Prediction: Donald Trump won’t debate the Democratic nominee next year. Not sure whether he’ll complain about biased media, or a rigged system, or some other flimflam excuse — but he’s not going to do it. I’ll bet you a year’s SCCE membership fees. 

I welcome the idea that we should update the Three Lines of Defense model of risk assurance created by the Institute of Internal Auditors. But I’ve read the call for public comment twice, and I’m still not sure exactly what the document is proposing to do. 

Hardly any comments yet for the SEC’s proposal to exempt more filers from audits of internal control over financial reporting. I understand that most comments will arrive just before the July 29 deadline, but still — I wish this issue would get more attention. 

One of the most under-noticed deals of the year: Salesforce buying Tableau, the data visualization software maker. Internal audit and compliance teams should be marching into your sales departments’ offices demanding, “Salesforce has better data visualization? Give it to us now!”

So if we adopted blockchain for payments to third parties, and those blockchains were public, where others could see them — could companies somehow use that technique to identify high-risk third parties and cut them out of the supply chain? That is, could blockchain somehow create the seal of approval for third parties that compliance officers keep wishing the world could invent?

Big political thought, Part II: If Trump wins the Electoral College while losing the popular vote so widely, that would probably mean Democrats expand their majority in the House and pick up Senate seats in states like Maine, North Carolina, or Arizona. (Part III is the big reveal.)

Part of me wants Elizabeth Warren to be the next CEO of Wells Fargo. Whatever else you might think of her, it would be fascinating to watch how she’d handle that job.

More companies should report the costs of ongoing FCPA investigations in quarterly reports like Walmart did. It’s an interesting statistic and shows how much companies really do spend trying to unravel FCPA messes. 

Robert Jackson, Democratic commissioner on the SEC, is outstanding at the job — “the job” being to defend your positions while having no real power as a minority party commissioner. Guy always drops a truckload of research and data into his speeches that skewer whatever policy Republican commissioners are trying to ram through.

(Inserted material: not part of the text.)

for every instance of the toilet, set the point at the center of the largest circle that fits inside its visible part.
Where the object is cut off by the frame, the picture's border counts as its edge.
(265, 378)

The CFTC issuing whistleblower awards this year intrigues me. The agency seems to be much more active, and explanatory, with its awards notices. 

Also, the SEC’s proposals to curb large whistleblower awards — we all know that’s going to get challenged in court the day after those proposals are adopted, right? (See Republican commissioners and policy ideas, ramming through, above.)

As someone who lives far from the southern border, I’d have no issue with the Trump Administration housing some migrants and refugees at facilities here. This is a national challenge and it requires a national solution. (And one based on compassion, not fear.)

I’ll take an ounce of strong control environment over a pound of control activities any day of the week.

Big political thought, Part III: So if Trump clings to the presidency via the Electoral College, but clearly is not the people’s choice and Democrats have even stronger control of Congress — do they begin impeachment proceedings in 2021 anyway? Think about it.